What matters for specifiers is that ACH is not a single building-wide number. It is set room by room, based on the clinical function of the space, and it interacts directly with filtration and pressure requirements. A higher ACH without appropriate filtration does not necessarily improve air quality — it can simply move more unfiltered air through the space faster. The three concepts have to be specified together.
Filtration class
Filtration requirements in healthcare settings are typically expressed in terms of particle capture efficiency at a defined particle size, often referenced against HEPA-style classifications such as H12 or H13 under EN 1822-style standards. These classes describe how effectively a filter captures fine particles, including those in the size range most associated with airborne pathogens.
In practice, this means the air handling system needs filtration capable of capturing fine particulates and biological material before air is supplied to clinical spaces, and often before exhaust air is released as well, depending on the space’s classification. OxyOne’s H12 filtration, rated at 99.9% efficiency for particles down to 0.3 microns, sits within this class of filtration commonly referenced in healthcare-adjacent specifications. The additional ionization field discharge stage, which helps deactivate fine particles, bacteria, and viruses, addresses the biological component of this requirement in a way that mechanical filtration alone does not.
Pressure relationships
The third element — pressure — is often the least intuitive for non-specialists but is central to infection control. Spaces are typically designated as positive, negative, or neutral pressure relative to adjacent areas, depending on whether the priority is to keep contaminants out of the space (positive pressure, as in operating rooms) or to keep contaminants from escaping the space (negative pressure, as in isolation rooms).

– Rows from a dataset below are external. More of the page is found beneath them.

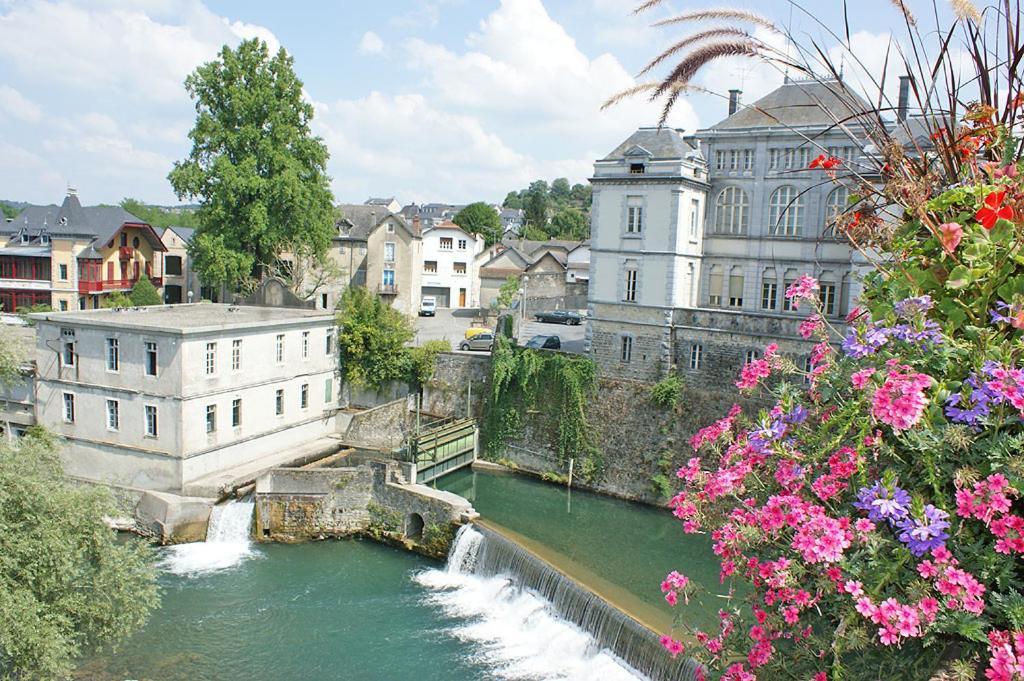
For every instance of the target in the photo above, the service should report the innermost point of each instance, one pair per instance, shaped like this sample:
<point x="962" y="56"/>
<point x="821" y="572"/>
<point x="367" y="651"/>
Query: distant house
<point x="71" y="257"/>
<point x="451" y="267"/>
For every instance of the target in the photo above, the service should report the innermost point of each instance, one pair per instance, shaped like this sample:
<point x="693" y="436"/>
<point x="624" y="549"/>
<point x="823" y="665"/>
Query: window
<point x="627" y="349"/>
<point x="151" y="357"/>
<point x="716" y="280"/>
<point x="696" y="354"/>
<point x="211" y="358"/>
<point x="113" y="415"/>
<point x="826" y="295"/>
<point x="151" y="421"/>
<point x="731" y="211"/>
<point x="769" y="291"/>
<point x="634" y="215"/>
<point x="631" y="286"/>
<point x="736" y="288"/>
<point x="784" y="212"/>
<point x="69" y="408"/>
<point x="113" y="354"/>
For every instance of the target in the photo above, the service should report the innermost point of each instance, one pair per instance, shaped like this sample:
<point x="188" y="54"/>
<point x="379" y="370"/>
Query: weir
<point x="483" y="552"/>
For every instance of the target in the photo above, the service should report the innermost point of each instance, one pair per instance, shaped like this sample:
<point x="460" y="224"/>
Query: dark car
<point x="559" y="316"/>
<point x="545" y="343"/>
<point x="478" y="342"/>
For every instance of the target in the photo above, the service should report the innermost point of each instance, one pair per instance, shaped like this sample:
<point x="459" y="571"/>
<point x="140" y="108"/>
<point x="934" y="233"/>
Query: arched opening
<point x="414" y="525"/>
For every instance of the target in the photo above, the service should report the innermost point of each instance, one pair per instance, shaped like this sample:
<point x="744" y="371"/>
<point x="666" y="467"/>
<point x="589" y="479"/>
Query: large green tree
<point x="479" y="218"/>
<point x="68" y="585"/>
<point x="256" y="169"/>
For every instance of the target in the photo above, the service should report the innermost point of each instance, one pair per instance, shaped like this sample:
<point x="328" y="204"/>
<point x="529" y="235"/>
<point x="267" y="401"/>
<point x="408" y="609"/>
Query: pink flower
<point x="950" y="235"/>
<point x="804" y="288"/>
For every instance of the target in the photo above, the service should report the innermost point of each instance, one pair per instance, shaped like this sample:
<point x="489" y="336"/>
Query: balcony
<point x="105" y="286"/>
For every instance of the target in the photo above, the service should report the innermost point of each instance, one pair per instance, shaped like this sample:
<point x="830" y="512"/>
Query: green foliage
<point x="569" y="224"/>
<point x="479" y="218"/>
<point x="668" y="391"/>
<point x="13" y="353"/>
<point x="549" y="386"/>
<point x="255" y="167"/>
<point x="423" y="359"/>
<point x="68" y="585"/>
<point x="372" y="339"/>
<point x="116" y="299"/>
<point x="161" y="217"/>
<point x="144" y="293"/>
<point x="24" y="312"/>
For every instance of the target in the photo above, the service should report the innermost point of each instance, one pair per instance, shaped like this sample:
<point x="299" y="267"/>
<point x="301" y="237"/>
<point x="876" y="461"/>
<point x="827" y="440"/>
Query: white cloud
<point x="371" y="43"/>
<point x="16" y="105"/>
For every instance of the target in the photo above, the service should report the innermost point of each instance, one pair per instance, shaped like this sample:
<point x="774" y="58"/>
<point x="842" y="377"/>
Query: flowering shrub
<point x="872" y="509"/>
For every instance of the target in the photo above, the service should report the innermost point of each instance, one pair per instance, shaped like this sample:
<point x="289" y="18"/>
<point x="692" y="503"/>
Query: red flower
<point x="993" y="210"/>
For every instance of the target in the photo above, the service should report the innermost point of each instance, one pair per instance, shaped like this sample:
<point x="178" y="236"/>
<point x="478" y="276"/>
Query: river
<point x="355" y="609"/>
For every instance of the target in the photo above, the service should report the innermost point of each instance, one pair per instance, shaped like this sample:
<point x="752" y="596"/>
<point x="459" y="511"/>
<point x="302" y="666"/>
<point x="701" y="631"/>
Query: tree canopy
<point x="255" y="167"/>
<point x="68" y="585"/>
<point x="479" y="218"/>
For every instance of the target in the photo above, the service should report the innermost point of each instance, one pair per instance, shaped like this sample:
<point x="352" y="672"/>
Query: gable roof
<point x="799" y="103"/>
<point x="657" y="142"/>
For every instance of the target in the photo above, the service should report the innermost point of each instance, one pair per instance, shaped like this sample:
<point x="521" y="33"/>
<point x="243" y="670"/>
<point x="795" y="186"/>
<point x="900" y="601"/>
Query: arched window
<point x="785" y="211"/>
<point x="731" y="211"/>
<point x="835" y="206"/>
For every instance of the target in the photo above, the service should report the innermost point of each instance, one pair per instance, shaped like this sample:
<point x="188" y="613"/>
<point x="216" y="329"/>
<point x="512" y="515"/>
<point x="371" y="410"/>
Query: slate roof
<point x="659" y="142"/>
<point x="799" y="103"/>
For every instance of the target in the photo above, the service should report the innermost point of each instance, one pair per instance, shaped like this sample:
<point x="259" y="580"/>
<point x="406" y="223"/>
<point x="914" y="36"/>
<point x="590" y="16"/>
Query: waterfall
<point x="227" y="542"/>
<point x="536" y="622"/>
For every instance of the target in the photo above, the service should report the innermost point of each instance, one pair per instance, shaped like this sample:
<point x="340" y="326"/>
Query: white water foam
<point x="515" y="630"/>
<point x="227" y="543"/>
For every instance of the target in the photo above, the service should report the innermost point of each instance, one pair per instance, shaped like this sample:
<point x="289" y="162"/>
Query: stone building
<point x="769" y="219"/>
<point x="160" y="397"/>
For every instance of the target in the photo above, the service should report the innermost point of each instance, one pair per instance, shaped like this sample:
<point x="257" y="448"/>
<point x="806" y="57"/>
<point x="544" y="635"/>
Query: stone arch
<point x="414" y="525"/>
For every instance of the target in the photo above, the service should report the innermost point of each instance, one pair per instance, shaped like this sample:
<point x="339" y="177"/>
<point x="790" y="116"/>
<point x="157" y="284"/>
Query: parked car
<point x="478" y="342"/>
<point x="559" y="316"/>
<point x="545" y="343"/>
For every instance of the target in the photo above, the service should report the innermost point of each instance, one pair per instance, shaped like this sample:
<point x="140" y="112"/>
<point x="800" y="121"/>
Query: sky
<point x="426" y="100"/>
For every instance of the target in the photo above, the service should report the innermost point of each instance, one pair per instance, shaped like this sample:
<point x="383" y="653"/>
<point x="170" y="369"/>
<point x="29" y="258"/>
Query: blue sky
<point x="451" y="100"/>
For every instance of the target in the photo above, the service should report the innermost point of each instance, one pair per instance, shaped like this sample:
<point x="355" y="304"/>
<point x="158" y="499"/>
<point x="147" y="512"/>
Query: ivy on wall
<point x="551" y="389"/>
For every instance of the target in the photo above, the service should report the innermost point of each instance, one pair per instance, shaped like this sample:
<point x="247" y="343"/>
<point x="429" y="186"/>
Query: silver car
<point x="478" y="342"/>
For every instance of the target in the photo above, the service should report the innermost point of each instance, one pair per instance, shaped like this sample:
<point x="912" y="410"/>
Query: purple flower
<point x="883" y="503"/>
<point x="925" y="534"/>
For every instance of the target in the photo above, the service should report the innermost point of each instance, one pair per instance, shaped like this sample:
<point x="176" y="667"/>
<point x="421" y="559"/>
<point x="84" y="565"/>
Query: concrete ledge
<point x="172" y="518"/>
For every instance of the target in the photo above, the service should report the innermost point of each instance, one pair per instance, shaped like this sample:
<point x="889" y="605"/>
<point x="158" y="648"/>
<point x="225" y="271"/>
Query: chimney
<point x="734" y="100"/>
<point x="904" y="98"/>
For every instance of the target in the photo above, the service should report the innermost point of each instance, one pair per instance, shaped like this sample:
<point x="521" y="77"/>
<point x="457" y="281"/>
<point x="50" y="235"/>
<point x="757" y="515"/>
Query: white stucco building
<point x="159" y="397"/>
<point x="451" y="266"/>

Maintaining these pressure relationships requires careful balancing of supply and exhaust airflow, which is why ventilation system selection and ductwork design in healthcare buildings is rarely a standalone decision — it has to be coordinated with the building’s overall pressure cascade from the earliest design stages.
Where built-in recovery ventilation fits
For healthcare-adjacent spaces — staff areas, administrative wings, waiting areas, and similar zones that support clinical operations without being clinical spaces themselves — the requirements are less stringent than operating rooms or isolation rooms, but continuous fresh air, filtration, and energy recovery remain valuable. OxyOne’s ceiling- and wall-mounted ERV units, and the larger Oxy Pro and Oxy Max series designed for institutional buildings with higher airflow and ducted installation, provide continuous filtered air exchange with energy recovery up to 82%, smart control via BMS integration over RS485 for coordination with building-wide systems.
For developers and architects working on healthcare and institutional projects, the practical message is straightforward: ACH, filtration class, and pressure are not three separate boxes to tick. They are three dimensions of the same system, and the ventilation equipment chosen for each space has to be capable of meeting all three simultaneously, with the filtration performance and controllability to support whatever pressure regime the space requires.